Hello, has anyone implemented an example of how so set reset_config for Rllib? I can’t seem to find any example either on github or here. The following is a simple test code which I haven’t been able to make work due to “reuse_actors” = True.

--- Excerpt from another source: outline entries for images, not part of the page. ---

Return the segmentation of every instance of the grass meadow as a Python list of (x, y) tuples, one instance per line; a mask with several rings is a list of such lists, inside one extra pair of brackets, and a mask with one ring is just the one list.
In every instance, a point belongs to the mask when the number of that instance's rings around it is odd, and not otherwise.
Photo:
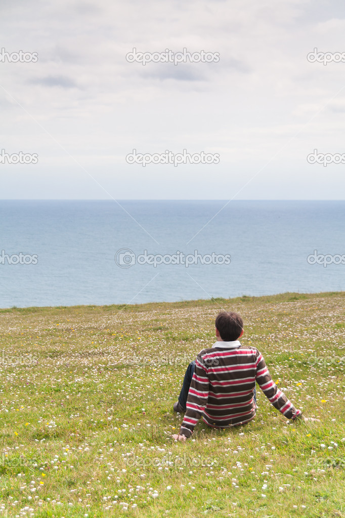
[[(293, 404), (171, 435), (220, 309)], [(345, 517), (345, 295), (0, 310), (0, 516)]]

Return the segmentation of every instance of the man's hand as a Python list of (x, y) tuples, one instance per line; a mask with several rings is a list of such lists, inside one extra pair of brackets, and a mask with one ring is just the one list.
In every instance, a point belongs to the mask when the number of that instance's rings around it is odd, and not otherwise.
[(179, 435), (178, 434), (174, 434), (172, 437), (175, 441), (183, 441), (183, 442), (185, 442), (187, 439), (185, 435)]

ray.init(logging_level="WARN")
config = PPOConfig().environment("CartPole-v1").framework("torch").debugging(log_level="WARN")\
.training(gamma=tune.uniform(0.9, 0.999), lr=tune.uniform(1e-4, 1e-3),_enable_learner_api=True).rl_module(_enable_rl_module_api=True)\
.rollouts(num_rollout_workers=1, num_envs_per_worker=1, create_env_on_local_worker=False)\
.resources(num_cpus_for_local_worker=0, num_cpus_per_worker=2, num_gpus_per_learner_worker=0.25, num_cpus_per_learner_worker=0)\
pb2_scheduler = PB2(
time_attr='training_iteration',
metric= 'episode_reward_mean',
mode='max',
perturbation_interval=2,
hyperparam_bounds={
"lr": [1e-4, 1e-3],
"gamma": [0.9, 0.999],
},
quantile_fraction= 0.5,
)
tune.run("PPO", scheduler=pb2_scheduler, num_samples=4, config=config, stop={"training_iteration":5}, verbose=1, reuse_actors=True)